You are in the early stages of planning a health literacy conference, training session, or special meeting. You are thinking about inviting an outside speaker who can add something extra to your program. Before extending a formal invitation, it helps to have a sense of how you and the speaker might work together. Here are some questions to consider.
- What is the goal of your event? Is it to introduce newcomers to health literacy? Teach a skill? Gain support for a new program or initiative? Celebrate success and honor excellence? Or brainstorm what’s needed and next? The speaker’s expertise and presentation style should support one or more of your identified goals. But please be realistic, as one speaker alone can nearly never accomplish everything on your wish list.

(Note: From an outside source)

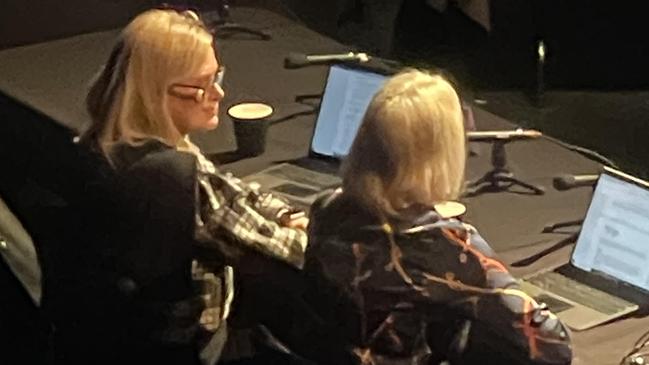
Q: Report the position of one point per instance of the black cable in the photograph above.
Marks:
(584, 152)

- What is something extra that this speaker can bring? Do you want a recognized expert who brings an outside voice and adds credibility? An everyday person who will share experiences about struggling to understand health information? A speaker similar to your audience who can talk convincingly about challenges and lessons learned? Or do you want someone to inspire the audience with a compelling story or dramatic flair? Beyond basic facts, find out what else the speaker can bring to this program that is useful, unique, and inspirational.
- How can you assess if the speaker will be a good match for your meeting? Find out if someone you know has heard this speaker in person. If so, what makes the speaker good? If not, does the speaker have a video you can watch or podcast to listen to? That’s a great way to sample his or her presentation style. Some conference planners find potential speakers by listening to my Health Literacy Out Loud podcasts.

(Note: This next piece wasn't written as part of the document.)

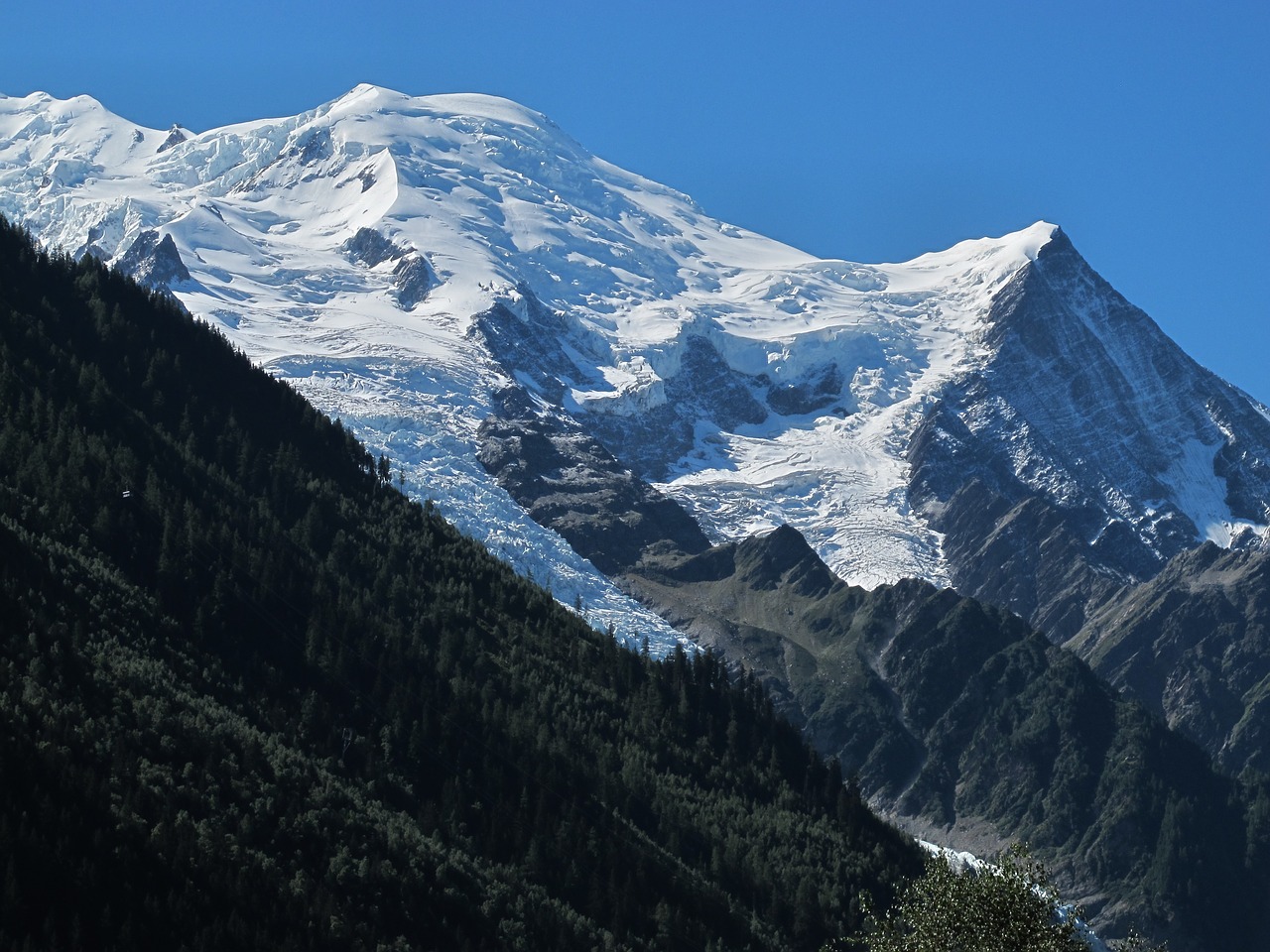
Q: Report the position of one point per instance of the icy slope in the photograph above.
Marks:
(402, 259)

- How can you collaborate with the speaker? While an outside speaker of course brings subject matter expertise, is he or she also willing to adapt information for your program? For instance, does your audience learn best by formal presentations, small group activities, or a facilitated discussion? In my many years as a health literacy speaker, I always plan presentations collaboratively with the person who invited me. Everyone benefits that way.
- What about fees, time, and other business basics? Admittedly, this can be the least fun and most awkward part of your conversation with a potential speaker. But it’s essential that you both understand and agree to business basics. Talk frankly about the speaker’s fee (if any), travel reimbursement, time commitments, and requests for additional services. Beyond the program itself, when onsite I always like getting together informally with the meeting planner and perhaps the committee. After all, we’ve worked hard to create a great health literacy program.